How to Better Unlock Untapped Potential: Harnessing the Predictive Power of Existing Data
The power of existing data
In recent years, a number of terms have become the topic of choice in everyday conversations across the globe. Whilst artificial intelligence, machine learning and data science are top of the list when it comes to data, I want to dedicate this blog to the endless pursuit of predictive power through any data sources available. Although I am all for alternative data, I find it odd that organisations are not driving the use of the data that already exists within their systems and processes.
Before we talk about existing data, let’s just go through some of the most popular alternative data sources. Alternative data here means data that is not readily available or has never been used in a specific use case, i.e., application accept/reject, collections, cross-selling, etc...
Telco account and SIM data: This is, for me, the ultimate winner when it comes to alternative data. Several studies have shown that this data type is extremely predictive of risk. Examples of the predictive features not only include how much the customer charges into their pre-paid balance, but also how many calls are initiated by the customer, how many texts received… the list is endless. In segments that don’t hold credit bureau information and specifically in developing countries, where the use of wallets as a payment mechanism has exceeded that of traditional banking products, Telcos that are able to mine this data are overtaking banks in the credit granting arena. Unfortunately, not everyone is allowed access to the Telco monopoly, making it a challenge to compete in these markets.
Mobile/Web Meta data: Several companies have tried to tap into this source, some of them successfully and achieving Gini co-efficients comparable to geo-demographic data. This data certainly has a place in decision-making, whether for risk or fraud prediction, used in combination with other sources.
Utilities, government information, etc: This is, again, powerful in predicting risk but difficult to obtain and always ‘unclean’.
Psychometric data: As a modeller, I am sceptical when it comes to this data type. It is used in predicting risk in many countries, but the jury is still out on how much it adds to the prediction, and whether this balances how much it worsens the customer journey.
Social Media: What can I say that hasn’t been mentioned already… I was so excited when this data source came out. Not so much to predict risk, but to be able to define the customer life cycle and marketing potential. It’s now so limited that I haven’t heard anyone talk about this for a long time.
The list above is not meant to be comprehensive; just to provide an idea of what’s out there and how it can be used. From this, we can conclude:
Alternative data is not available to everyone, and it can be expensive when it is.
Not all types of alternative data provide benefits in each use case. When they do, they should not necessarily be used in isolation, as their predictive power is still limited to the information they hold about a customer.

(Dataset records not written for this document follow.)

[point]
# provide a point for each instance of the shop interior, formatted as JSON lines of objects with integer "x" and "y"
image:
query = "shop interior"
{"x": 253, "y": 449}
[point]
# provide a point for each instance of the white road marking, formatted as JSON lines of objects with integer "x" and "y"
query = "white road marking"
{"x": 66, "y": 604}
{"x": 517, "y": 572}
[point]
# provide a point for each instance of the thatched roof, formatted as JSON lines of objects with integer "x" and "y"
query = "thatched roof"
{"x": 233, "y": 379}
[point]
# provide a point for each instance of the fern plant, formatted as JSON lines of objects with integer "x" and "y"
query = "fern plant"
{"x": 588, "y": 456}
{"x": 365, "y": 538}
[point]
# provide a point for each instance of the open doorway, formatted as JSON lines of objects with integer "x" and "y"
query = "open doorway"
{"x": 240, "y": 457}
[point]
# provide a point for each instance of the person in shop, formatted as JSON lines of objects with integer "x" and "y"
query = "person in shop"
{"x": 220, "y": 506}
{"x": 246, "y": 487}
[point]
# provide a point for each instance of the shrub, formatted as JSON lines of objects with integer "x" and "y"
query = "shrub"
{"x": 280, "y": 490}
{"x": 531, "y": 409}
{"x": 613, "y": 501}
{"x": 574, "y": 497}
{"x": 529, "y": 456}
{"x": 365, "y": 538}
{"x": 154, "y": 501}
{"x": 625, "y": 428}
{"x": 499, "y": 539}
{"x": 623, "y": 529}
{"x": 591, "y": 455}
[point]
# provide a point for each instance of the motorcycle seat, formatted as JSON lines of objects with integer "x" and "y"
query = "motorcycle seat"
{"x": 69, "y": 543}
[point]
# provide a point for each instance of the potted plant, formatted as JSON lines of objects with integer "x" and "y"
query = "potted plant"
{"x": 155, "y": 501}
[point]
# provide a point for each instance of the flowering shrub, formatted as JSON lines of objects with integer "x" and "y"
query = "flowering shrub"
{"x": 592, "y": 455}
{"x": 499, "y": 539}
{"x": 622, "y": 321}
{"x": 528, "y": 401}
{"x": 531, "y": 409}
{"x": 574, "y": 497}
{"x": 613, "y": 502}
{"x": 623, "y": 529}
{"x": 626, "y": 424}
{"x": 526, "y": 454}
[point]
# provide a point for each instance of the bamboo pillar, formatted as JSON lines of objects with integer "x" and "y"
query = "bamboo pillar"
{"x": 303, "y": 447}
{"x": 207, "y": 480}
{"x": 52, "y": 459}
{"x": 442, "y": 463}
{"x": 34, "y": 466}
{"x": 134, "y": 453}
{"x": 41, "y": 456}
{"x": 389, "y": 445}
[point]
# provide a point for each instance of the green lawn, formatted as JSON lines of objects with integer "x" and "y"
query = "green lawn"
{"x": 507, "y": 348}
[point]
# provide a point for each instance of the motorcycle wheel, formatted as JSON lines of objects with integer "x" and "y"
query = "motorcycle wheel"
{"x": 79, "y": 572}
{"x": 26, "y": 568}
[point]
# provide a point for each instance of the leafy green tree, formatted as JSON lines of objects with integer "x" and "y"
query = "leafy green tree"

Organisations seeking the use of alternative data should first ask themselves whether they are currently optimising the use of what they already have. It is sometimes easier to tap into external sources, but in some use cases, it is still expensive and not as predictive.
Internal data sources
So, let’s discuss the top internal sources and how they can be used:
When predicting risk, it is important to examine the ability and willingness to pay and the stability of the applicant. Application data has a bit of everything and can predict risk whether you are in the bureau or not. This is key for financial inclusion and to avoid reckless decisions.
In many countries, this data is not allowed as it is deemed discriminatory. Don’t use gender or age! My question is, why not? One thing that’s important to understand is that data is correlated. Whether you use gender or not, it’s intrinsic in the performance of the accounts, so the overall score will (or should) end up with higher scores for those accounts that perform better.
If gender is predictive and shows women being better risk, the overall score will show women have higher scores. If you don’t use the data, you are, in my opinion, making a worse decision for the wrong reasons, and in fact, may end up discriminating against the wrong people.
Application data should be used in combination with other sources if they exist, as it provides Gini co-efficients of around 30%.
So many organisations pay a fortune to go to the credit bureau for external information, but they have so much already available on their customers’ history. Most clients I work with have a challenge connecting their application and account systems, so predictive features such as customer time on books, worst performance, customer holding, etc... are overlooked.
Whilst it is true that some of this data may reside in the credit bureaux, it is mixed with everyone else’s and lacks the capacity to include loyalty and the organisation’s experience with that customer.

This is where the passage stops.